2. This concept is expressed in v 43 which says, "The next day Jesus decided to go to Galilee. He found Philip and said to him, “Come, follow me.”
a. In the previous section Jesus is not said to have done anything to draw Andrew and the others.
b. They heard the Baptist's words and followed or were brought by one another. Here Jesus takes the initiative.
c. The name "Philip" is Greek (and means "lover of horses"). The other Gospel’s mention Philip in lists of the apostles, but give us no further information about him.
d. John brings him before us on a number of occasions. Each time he seems somewhat out of his element, and it is probable that he was of limited ability.

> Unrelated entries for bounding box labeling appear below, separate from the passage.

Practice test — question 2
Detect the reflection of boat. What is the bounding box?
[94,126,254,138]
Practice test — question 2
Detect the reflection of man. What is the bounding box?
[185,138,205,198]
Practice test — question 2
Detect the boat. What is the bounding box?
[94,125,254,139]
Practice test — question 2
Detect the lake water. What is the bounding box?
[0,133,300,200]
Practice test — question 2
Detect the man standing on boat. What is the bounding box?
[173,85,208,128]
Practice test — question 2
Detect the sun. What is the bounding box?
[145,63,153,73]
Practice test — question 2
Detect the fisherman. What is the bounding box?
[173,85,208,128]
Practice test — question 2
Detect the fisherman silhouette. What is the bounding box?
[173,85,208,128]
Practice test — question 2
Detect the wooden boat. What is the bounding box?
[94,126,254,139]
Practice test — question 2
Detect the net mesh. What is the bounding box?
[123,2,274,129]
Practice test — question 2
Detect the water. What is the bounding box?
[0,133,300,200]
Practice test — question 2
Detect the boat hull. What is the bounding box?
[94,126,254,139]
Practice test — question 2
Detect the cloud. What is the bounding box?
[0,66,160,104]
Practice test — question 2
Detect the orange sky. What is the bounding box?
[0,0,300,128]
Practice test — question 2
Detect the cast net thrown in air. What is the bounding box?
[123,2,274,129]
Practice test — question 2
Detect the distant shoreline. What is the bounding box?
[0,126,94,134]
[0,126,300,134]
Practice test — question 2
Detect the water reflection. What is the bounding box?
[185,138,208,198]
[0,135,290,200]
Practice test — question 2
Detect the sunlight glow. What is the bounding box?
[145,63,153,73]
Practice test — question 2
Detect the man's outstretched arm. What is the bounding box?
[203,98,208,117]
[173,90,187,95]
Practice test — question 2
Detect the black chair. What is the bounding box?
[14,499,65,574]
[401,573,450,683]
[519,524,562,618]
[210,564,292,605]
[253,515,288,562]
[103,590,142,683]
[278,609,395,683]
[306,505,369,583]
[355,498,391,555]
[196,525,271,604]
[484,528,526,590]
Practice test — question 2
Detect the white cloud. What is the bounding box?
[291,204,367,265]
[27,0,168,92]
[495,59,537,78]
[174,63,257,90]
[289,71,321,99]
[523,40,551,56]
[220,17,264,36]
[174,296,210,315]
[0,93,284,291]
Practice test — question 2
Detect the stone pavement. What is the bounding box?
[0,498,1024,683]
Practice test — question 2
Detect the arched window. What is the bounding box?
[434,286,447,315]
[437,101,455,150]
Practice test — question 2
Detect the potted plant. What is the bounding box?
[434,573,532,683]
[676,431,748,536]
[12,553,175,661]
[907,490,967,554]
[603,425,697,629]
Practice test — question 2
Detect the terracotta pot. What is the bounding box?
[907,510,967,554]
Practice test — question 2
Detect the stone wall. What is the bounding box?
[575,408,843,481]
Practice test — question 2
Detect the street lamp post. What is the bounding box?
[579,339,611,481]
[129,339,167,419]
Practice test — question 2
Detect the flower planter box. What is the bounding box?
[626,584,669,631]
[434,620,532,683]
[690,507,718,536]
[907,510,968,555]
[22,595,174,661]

e. His contribution to feeding the multitude is the information that they could not be fed even with two hundred denarii worth of bread (6:7).
f. When the Greeks came to him asking to see Jesus he did not know what to do, and he had to consult with Andrew before bringing the men to Jesus (12:21-22). And it was Philip who asked Jesus in the upper room to show them the Father—that is all they ask! (14:8-9).
g. The fact that on this occasion he did not seek out Jesus, but Jesus went to find him may indicate some lack of initiative.
h. If so it is encouraging to reflect that Jesus went out of his way to find this rather limited man and to enlist him in the apostolic band.
i. Some of the apostles were undoubtedly men of great ability, but Philip compels us to realize that others were perfectly ordinary people. Jesus had (and has) use for such followers.